[Sub ID 4793] Disrupting Pathways to Disadvantage (Griffith University)
Submission ID: 4793
Organisation name: Griffith University
Contact name: Prof Lesley Chenoweth AO
State: QLD
Which priority group of the Try, Test and Learn Fund does your idea support?
Young carers, Young parents, Young students at risk of long-term unemployment
What need or issue are you trying to address?
Long-term welfare dependency is often associated with pathways towards long-term disadvantage that all of the nominated priority groups travel. For the target cohorts, this disadvantage can be mapped across the life cycle from birth through to adulthood. The missing of early milestones and opportunities, lack of readiness for school, poor educational outcomes, disengagement and lack of work skills compounds over time and leads to long term unemployment, welfare dependency and, disturbingly, intergenerational effects for subsequent generations, creating ‘welfare dependent’ identities in the absence of other adult modelling.
Disrupting these pathways to disadvantage requires potent and sustained strategies that halt these compounding effects and supplant them with innovative interventions that establish positive pathways towards improving capacity to work and workforce participation beyond simple job-readiness courses.
Prior studies by Griffith researchers and others from many disciplines have shown that, in areas such as the City of Logan, many people are entrenched in pathways of disadvantage. Broadening the range of accessible services can contribute to reframing of identity development to one of a contributing citizen within a broad-based collaborative framework that mobilises the collective resources of multiple organisations, enabling more efficient delivery.
What is your idea?
The objectives of Disrupting Pathways to Disadvantage are to assist individuals within the priority groups by:
• Improving capacity to participate in social and economic life independent of welfare
• Empowering through knowledge and sense of purpose beyond acquisition of job-ready skills
• Providing advocacy and leadership to better understand complex communities
• Developing localised, place-based initiatives to respond to specific issues
• Developing a rigorous, shared and coordinated data and research platform, that can be harnessed to evaluate and learn to inform and improve Government policy
• Facilitating strategic learning and continuous adaptation at the policy, organisational and network level
Griffith University already has considerable cross-disciplinary expertise in designing and delivering appropriate programs and partnerships, including:
1. The Parents under Pressure program is backed by 10 years of research evidence and has been successful in Australia and internationally.

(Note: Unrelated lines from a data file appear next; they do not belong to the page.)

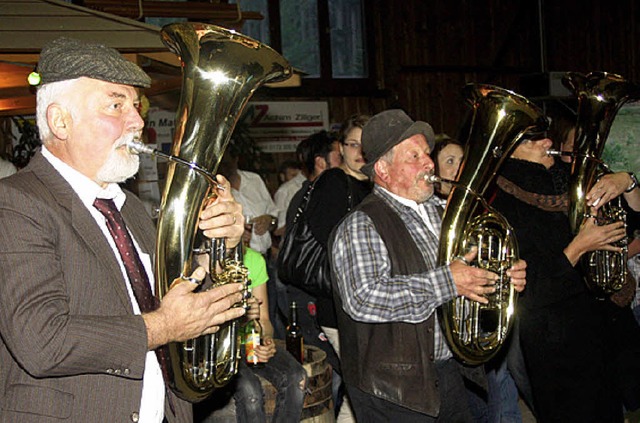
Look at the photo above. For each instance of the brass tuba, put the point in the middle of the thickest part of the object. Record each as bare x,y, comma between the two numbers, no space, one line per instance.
600,96
499,119
221,71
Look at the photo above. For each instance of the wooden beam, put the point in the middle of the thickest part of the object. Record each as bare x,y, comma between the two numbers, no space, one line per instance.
173,9
18,106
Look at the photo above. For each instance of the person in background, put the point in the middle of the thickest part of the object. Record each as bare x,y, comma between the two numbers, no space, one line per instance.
317,153
250,190
336,191
291,183
573,374
289,169
447,154
623,345
82,333
6,168
387,285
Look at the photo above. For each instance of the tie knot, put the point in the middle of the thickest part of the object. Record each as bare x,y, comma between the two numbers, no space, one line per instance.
106,206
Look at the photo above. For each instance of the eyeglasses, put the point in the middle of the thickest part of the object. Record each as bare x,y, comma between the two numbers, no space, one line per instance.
353,145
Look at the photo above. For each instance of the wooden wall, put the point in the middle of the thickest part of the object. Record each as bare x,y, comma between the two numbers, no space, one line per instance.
427,50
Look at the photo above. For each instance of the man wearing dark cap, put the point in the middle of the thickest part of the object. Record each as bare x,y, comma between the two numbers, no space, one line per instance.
80,327
387,284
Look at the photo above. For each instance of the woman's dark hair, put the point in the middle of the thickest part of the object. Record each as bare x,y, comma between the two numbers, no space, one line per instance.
317,145
353,121
442,140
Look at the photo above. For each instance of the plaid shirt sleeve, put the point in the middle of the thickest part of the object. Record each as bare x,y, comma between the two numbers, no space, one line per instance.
363,274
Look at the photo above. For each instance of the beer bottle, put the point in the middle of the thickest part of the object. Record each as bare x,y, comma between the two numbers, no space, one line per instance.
252,338
295,342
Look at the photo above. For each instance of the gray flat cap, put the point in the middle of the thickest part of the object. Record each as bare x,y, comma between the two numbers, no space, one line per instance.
386,130
68,58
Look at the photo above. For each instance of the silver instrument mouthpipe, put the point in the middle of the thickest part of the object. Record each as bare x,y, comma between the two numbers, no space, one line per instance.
136,147
434,179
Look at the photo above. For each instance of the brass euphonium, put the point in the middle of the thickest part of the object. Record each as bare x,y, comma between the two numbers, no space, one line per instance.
221,71
600,96
499,120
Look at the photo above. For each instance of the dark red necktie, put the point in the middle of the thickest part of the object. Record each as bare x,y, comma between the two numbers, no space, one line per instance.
135,271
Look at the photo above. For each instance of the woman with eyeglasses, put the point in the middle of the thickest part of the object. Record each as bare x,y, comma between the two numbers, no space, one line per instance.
336,192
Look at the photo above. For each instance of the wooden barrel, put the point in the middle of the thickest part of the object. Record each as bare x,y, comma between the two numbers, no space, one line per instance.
318,400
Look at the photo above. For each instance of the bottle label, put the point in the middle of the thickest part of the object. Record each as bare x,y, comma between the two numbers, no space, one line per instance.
252,340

The program targets young parents and carers facing difficult circumstances that impact family functioning.
2. The Financial Literacy program addresses the growing importance of financial education, particularly among young Indigenous Australians vulnerable to poor financial decision-making.

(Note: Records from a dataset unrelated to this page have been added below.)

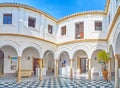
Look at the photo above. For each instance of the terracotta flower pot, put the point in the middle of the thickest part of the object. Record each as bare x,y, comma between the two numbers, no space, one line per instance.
105,74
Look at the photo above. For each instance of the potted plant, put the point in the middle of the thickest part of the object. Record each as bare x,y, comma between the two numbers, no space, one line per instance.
104,58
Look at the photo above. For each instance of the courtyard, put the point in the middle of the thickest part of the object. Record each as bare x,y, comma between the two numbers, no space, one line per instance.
54,82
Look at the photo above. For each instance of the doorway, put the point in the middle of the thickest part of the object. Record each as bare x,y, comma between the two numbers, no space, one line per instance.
35,65
1,62
83,65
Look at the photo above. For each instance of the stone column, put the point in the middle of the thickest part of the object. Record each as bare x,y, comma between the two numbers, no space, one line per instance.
57,61
71,70
40,71
89,72
55,67
109,70
116,72
19,70
78,64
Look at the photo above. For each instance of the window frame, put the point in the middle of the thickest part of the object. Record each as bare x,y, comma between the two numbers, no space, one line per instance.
6,19
97,24
50,29
30,19
79,30
63,30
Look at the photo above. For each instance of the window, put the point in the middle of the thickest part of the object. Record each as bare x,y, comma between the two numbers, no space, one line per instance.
79,30
98,25
63,30
116,1
109,18
7,19
50,29
31,22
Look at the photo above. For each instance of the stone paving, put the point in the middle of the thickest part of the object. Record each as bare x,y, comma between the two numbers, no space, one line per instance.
52,82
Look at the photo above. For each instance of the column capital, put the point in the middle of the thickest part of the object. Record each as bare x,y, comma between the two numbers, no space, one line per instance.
71,60
19,57
116,56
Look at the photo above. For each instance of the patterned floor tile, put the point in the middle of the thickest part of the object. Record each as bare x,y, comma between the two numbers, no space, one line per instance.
58,83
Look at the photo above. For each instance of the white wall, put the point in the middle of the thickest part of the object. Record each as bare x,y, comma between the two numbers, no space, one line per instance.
8,51
89,28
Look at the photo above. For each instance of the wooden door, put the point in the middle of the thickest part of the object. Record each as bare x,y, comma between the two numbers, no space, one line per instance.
1,62
35,65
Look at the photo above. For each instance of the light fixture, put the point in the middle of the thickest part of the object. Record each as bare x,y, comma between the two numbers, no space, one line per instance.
95,58
28,58
9,57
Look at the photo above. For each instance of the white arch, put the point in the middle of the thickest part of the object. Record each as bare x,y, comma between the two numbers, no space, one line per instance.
79,47
49,48
63,49
115,37
12,44
31,44
97,47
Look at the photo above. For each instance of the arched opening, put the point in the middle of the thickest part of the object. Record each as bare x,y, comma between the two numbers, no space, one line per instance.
8,57
48,62
96,67
117,62
112,65
29,62
80,64
1,62
64,64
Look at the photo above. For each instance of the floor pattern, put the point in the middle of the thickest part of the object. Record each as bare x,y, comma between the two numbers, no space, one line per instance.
58,83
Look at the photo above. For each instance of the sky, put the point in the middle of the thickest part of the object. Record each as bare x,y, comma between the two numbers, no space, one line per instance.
61,8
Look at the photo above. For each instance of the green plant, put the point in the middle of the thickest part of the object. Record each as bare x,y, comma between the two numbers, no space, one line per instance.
103,57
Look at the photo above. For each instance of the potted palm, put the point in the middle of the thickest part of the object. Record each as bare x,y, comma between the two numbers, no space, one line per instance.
104,58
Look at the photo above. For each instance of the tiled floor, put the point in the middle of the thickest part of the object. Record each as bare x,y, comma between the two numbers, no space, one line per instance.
59,82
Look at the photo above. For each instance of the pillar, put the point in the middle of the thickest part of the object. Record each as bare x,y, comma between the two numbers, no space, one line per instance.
109,70
78,65
89,73
19,70
71,70
57,61
55,67
40,71
116,72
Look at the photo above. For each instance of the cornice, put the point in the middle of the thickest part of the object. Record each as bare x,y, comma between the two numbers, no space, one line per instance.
28,36
81,14
82,41
29,8
57,44
113,22
107,7
49,16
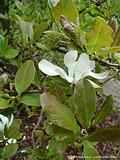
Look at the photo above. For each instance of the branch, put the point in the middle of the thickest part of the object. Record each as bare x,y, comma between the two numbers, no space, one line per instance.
106,63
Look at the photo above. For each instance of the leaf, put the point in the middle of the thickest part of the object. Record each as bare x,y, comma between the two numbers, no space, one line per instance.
31,99
10,53
105,135
66,8
59,114
25,76
14,130
9,150
105,110
3,44
90,152
26,28
99,37
84,102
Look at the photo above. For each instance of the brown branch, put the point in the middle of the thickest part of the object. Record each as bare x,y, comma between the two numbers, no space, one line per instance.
106,63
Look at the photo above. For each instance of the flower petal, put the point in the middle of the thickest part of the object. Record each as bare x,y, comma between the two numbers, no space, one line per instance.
70,57
48,68
99,76
3,122
82,67
11,120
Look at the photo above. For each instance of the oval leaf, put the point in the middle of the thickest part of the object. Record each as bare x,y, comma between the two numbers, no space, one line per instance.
59,114
85,102
90,152
24,76
105,110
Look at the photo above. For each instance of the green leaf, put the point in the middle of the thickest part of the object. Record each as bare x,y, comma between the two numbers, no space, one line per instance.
90,152
10,53
3,44
59,114
14,130
9,150
31,99
105,110
105,135
26,28
66,8
84,102
25,76
100,36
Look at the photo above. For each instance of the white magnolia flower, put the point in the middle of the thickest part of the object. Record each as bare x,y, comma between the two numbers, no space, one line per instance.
78,67
5,122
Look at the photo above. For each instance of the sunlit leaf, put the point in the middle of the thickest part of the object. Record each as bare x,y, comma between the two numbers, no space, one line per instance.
90,152
84,102
66,8
10,53
59,114
100,36
105,110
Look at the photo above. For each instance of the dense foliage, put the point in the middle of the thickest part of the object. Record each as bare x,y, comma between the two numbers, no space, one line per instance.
55,57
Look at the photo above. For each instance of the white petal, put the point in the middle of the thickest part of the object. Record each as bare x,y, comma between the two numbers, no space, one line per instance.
70,57
2,126
63,74
99,76
48,68
11,120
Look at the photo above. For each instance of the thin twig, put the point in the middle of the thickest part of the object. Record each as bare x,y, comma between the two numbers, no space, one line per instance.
36,126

3. The Creating Pathways to Prevention program strengthens development systems for children placed in ethnically diverse, socially disadvantaged and high crime suburbs, to reduce youth crimes and promote human and community development.

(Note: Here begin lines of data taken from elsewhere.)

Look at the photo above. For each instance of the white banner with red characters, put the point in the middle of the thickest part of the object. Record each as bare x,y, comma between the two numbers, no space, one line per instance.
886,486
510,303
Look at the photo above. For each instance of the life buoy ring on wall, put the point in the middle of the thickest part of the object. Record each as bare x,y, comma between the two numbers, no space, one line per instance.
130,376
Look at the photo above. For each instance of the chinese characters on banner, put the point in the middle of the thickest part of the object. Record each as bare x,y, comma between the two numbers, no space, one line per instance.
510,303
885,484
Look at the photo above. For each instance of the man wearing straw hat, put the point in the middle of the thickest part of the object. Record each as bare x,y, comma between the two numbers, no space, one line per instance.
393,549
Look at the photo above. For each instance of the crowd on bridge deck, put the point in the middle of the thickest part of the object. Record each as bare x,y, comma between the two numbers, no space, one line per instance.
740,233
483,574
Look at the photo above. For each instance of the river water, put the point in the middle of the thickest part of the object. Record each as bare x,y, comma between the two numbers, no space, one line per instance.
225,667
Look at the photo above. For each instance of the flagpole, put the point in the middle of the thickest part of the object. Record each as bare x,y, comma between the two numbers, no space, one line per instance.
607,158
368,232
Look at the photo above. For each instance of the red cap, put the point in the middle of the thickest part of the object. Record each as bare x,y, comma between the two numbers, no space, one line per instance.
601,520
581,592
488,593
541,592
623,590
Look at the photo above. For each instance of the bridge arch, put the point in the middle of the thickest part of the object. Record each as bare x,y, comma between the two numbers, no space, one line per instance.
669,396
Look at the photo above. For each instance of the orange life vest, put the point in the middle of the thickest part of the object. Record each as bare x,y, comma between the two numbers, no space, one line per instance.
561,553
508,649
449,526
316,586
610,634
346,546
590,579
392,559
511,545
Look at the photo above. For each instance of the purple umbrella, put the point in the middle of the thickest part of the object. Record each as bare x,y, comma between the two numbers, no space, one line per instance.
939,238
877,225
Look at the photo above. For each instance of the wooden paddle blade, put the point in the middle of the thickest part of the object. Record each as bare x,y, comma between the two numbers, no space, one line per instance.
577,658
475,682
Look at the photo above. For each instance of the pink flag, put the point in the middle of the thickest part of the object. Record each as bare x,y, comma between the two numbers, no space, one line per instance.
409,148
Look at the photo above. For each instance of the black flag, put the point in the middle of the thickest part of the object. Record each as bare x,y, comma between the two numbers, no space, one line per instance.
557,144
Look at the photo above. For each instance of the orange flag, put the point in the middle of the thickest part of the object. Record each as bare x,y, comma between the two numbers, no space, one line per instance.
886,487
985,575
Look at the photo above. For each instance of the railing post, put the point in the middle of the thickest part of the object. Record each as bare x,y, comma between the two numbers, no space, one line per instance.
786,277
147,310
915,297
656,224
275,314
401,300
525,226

Our partnership will disrupt pathways to disadvantage for the priority groups by adapting what we have learned from these and other interventions within a unique approach already used by Griffith University. A social emotional learning (SEL) framework will provide leadership development and service engagement within their community, leading to evolution of support networks. Our approach integrates a novel learning environment that makes integrated place-based knowledge available to participants, providers, researchers and policy-makers.